Kettering Health Network is adopting the new CDC Recommendations to use a non-test based strategy to allow for the discontinuation of isolation and precautions for patients with COVID-19 infection in the hospital and outpatient settings:
1. For most people with COVID-19, isolation and precautions can generally be discontinued 10 days after symptoms onset and resolution of fever for at least 24 hours, without the use of fever-reducing medications and with improvement in other symptoms. Repeated testing for SARS-CoV-2 is not recommended.

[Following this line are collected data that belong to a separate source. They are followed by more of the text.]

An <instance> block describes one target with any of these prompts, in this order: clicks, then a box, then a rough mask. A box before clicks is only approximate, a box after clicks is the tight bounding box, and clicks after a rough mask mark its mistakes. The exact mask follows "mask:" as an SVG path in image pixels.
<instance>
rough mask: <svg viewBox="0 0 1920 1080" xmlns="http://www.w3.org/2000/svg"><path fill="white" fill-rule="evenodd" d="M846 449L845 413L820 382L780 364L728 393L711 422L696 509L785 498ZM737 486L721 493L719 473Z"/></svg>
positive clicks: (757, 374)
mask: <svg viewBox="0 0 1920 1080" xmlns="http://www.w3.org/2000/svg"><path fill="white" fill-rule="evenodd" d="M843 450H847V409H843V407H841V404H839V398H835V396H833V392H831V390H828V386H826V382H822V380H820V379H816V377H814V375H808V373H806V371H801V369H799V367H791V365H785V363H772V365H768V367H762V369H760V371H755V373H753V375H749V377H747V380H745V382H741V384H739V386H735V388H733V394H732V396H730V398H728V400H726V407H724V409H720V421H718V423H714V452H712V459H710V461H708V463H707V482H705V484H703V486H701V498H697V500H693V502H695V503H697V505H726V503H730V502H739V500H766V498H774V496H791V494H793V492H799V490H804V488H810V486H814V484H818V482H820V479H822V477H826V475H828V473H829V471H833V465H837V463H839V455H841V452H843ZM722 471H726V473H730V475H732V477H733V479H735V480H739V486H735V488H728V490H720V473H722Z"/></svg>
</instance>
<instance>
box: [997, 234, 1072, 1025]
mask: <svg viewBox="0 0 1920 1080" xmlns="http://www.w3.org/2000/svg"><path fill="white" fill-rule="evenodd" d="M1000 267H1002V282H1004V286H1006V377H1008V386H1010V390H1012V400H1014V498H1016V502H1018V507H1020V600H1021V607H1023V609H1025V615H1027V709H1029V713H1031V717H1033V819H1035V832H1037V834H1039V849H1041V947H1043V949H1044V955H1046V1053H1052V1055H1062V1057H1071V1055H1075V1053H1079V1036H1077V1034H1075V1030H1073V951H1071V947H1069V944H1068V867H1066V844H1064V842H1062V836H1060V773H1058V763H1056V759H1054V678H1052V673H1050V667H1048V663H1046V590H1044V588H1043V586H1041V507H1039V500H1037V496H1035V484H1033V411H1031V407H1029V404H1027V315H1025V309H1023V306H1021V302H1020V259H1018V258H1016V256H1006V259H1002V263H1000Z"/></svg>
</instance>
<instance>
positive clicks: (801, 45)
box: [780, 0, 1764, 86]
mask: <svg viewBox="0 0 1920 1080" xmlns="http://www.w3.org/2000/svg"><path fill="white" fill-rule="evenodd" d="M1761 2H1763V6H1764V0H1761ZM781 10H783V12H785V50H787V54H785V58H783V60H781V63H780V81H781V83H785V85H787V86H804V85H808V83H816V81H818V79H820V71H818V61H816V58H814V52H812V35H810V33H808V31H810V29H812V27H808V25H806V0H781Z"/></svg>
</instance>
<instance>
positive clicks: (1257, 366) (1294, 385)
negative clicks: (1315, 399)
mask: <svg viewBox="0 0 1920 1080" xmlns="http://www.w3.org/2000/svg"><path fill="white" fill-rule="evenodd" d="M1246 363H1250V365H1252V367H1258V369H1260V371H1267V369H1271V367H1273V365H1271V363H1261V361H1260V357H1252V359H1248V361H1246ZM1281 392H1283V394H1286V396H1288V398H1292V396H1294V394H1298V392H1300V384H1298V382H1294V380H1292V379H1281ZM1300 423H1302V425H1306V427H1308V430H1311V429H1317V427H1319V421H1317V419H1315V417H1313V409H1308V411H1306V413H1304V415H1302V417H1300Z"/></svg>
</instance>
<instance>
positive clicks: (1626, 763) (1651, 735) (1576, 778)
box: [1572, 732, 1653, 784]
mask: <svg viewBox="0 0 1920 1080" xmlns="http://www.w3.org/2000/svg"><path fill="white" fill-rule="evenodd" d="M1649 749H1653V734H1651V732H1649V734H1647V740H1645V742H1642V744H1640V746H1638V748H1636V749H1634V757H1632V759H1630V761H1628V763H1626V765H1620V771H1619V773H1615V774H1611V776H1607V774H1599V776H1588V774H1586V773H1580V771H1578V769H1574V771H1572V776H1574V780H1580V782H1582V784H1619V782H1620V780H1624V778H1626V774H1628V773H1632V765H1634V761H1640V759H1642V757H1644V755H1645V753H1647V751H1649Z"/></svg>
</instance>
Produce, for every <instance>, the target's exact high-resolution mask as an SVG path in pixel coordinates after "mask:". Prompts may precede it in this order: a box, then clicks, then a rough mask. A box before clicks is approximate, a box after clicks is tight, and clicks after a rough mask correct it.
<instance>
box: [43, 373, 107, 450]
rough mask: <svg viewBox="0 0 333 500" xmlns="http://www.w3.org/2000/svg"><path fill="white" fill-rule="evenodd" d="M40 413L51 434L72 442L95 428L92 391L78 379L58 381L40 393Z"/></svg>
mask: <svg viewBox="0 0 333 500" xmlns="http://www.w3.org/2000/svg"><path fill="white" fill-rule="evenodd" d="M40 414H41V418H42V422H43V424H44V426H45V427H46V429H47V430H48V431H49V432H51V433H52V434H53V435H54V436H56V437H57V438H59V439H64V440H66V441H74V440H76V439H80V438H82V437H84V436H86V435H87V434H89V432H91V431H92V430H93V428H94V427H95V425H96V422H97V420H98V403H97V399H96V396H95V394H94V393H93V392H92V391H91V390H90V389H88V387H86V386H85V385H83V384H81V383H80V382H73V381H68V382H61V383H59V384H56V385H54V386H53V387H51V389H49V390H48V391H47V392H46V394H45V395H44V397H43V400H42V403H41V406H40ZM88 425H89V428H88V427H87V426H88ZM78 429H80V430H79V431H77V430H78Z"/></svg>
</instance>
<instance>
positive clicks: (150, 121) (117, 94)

2. For people with severe to critical illness* or who are severely immunocompromised**, isolation and precautions can be discontinued 20 days after symptoms onset. Repeated testing for SARS-CoV-2 is not recommended.
3. For asymptomatic severely immunocompromised people, self-isolation can be discontinued 20 days after their initial positive SARS-CoV-2 diagnostic test. Repeated testing for SARS-CoV-2 is not recommended.
4. For people previously diagnosed with COVID-19 who remain asymptomatic after recovery, retesting is not recommended within 3 months after the date of symptom onset for the initial COVID-19 infection (or, for persons who never developed symptoms, the date of the first positive RT-PCR test for SARS-CoV-2).
There may be certain situations in which repeat testing is required for acceptance at an SNF or outpatient hemodialysis unit. In those cases, a Diagnostic SARS-CoV-2 PCR can be ordered.
* Severe to critical illness is defined as Respiratory Rate > 30, SpO2 <94% on room air, lung infiltrates >50%, respiratory failure, septic shock, and/or multiple organ dysfunction.
** Severely immunocompromised includes patients on chemotherapy for cancer, untreated HIV infection with CD4<200, prednisone treatment at doses of 20 mg or more daily for 14 days, and solid organ transplant on anti-rejection medications.